Quinto romance de Conceição Evaristo conta a história de Fio Jasmim e dos encontros de sua vida; a obra está na lista de livros obrigatórios para a Fuvest 2026
Jornal da USP - Publicado: 13/05/2025 às 15:31
Texto: Carolina Borin
Arte sobre fotos: Pallas Editora e Marcos Santos/USP Imagens
“Este livro é oferecido a todas as pessoas que se enveredam pelos caminhos da paixão e que, mesmo se resfolegando em meio a muitas pedras, não se esquecem do gozo que as águas permitem. É uma celebração ao amor e às suas demências.
É ainda um júbilo à vida, que me permite embaralhar tudo: vivência e criação, vivência e escrita. Escrevivência”
É com esse prefácio, que se inicia Canção para ninar menino grande, da escritora, ficcionista e ensaísta Conceição Evaristo. O livro é o quinto romance da autora e foi publicado em 2018. Sua 2ª edição foi lançada quatro anos depois, em novembro de 2022. A obra entrou na lista de leitura exigida para o vestibular da Fuvest 2026, que seleciona candidatos para os cursos da USP. A nova lista, que valerá também para os exames de 2027 e 2028, é composta somente de mulheres autoras de língua portuguesa, contemplando escritoras brasileiras e estrangeiras, trazendo visibilidade a essas mulheres que, muitas vezes, permaneceram à margem do circuito literário.
Conceição Evaristo posiciona a mulher negra como figura central em seus textos, analisa Maria Paula de Jesus Correa, doutoranda em Estudos Comparados de Literaturas de Língua Portuguesa na Faculdade de Filosofia, Letras e Ciências Humanas (FFLCH) da USP. “Ela escreve sobre a memória, a ancestralidade, o racismo, a desigualdade, a discriminação de gênero e de classe e sobre os saberes afro-brasileiros”, salienta Maria Paula.
Mas nesse romance, como lembra a pesquisadora, a autora subverte esse protagonismo. Em 16 capítulos, uma breve introdução e um posfácio, o livro conta a história de Fio Jasmim, um homem negro, ferroviário, casado e que se relaciona com várias mulheres pelas cidades que passa, viajando a trabalho.
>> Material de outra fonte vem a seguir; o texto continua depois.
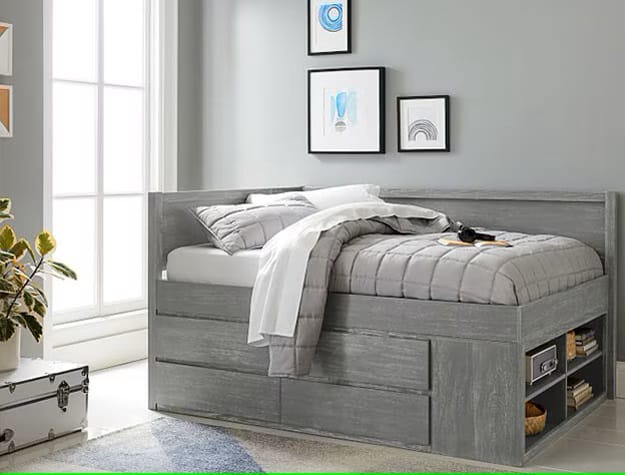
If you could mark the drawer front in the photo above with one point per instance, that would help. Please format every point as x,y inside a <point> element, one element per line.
<point>358,412</point>
<point>379,360</point>
<point>222,345</point>
<point>217,392</point>
<point>33,423</point>
<point>203,301</point>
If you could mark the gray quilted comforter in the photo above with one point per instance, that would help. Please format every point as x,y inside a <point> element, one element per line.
<point>368,257</point>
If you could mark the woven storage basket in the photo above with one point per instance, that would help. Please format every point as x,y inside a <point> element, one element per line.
<point>535,418</point>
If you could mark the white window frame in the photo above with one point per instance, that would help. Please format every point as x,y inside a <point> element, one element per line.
<point>68,334</point>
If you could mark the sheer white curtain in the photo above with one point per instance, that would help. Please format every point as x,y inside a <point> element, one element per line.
<point>109,97</point>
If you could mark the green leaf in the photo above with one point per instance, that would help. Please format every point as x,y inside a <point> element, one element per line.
<point>7,328</point>
<point>63,269</point>
<point>39,308</point>
<point>20,248</point>
<point>45,243</point>
<point>40,293</point>
<point>29,300</point>
<point>6,286</point>
<point>7,238</point>
<point>6,256</point>
<point>31,323</point>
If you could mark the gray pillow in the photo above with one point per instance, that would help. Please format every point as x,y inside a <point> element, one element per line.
<point>249,226</point>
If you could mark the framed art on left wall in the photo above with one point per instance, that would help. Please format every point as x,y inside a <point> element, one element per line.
<point>6,111</point>
<point>329,27</point>
<point>6,49</point>
<point>346,110</point>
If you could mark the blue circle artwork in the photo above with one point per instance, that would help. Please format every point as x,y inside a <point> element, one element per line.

O romance é construído a partir das diferentes vozes femininas colhidas pela narradora que também faz parte do ‘grupo de amigas’”, informa a pesquisadora.
A “escrevivência”
Além da mistura da ficção e da realidade, Canção para ninar menino grande, assim como outras obras da escritora, articula desde o início do romance a ideia de escrevivência. “Escrevivência é um termo – hoje, um conceito e um método – desenhado por Conceição, que aponta o ato de escrita de mulheres negras que pretende retomar a voz das escravizadas que foram silenciadas pelos escravocratas para contar a história de negras e negros no Brasil”, explica a pesquisadora Maria Paula. Nas palavras da autora, a escrevivência é também esse texto que se esgota e se confunde com um sujeito coletivo.
Nesta obra específica, Maria Paula pontua: “A escrevivência se traduz na obra ao contar a história de um homem negro e de oito mulheres – nem todas elas negras – dentro de uma sociedade estruturalmente racista que desumaniza pessoas afrodescendentes sequestrando suas subjetividades”. Como diz a própria Conceição no livro: “capto como testemunha ocular ou como ouvinte a dinâmica de vidas que se confundem com a minha, por algum motivo. Fui uma das mulheres de Fio Jasmim; em alguma circunstância, pode ser (…) O moço não me é estranho, como as mulheres que estiveram com ele também não”.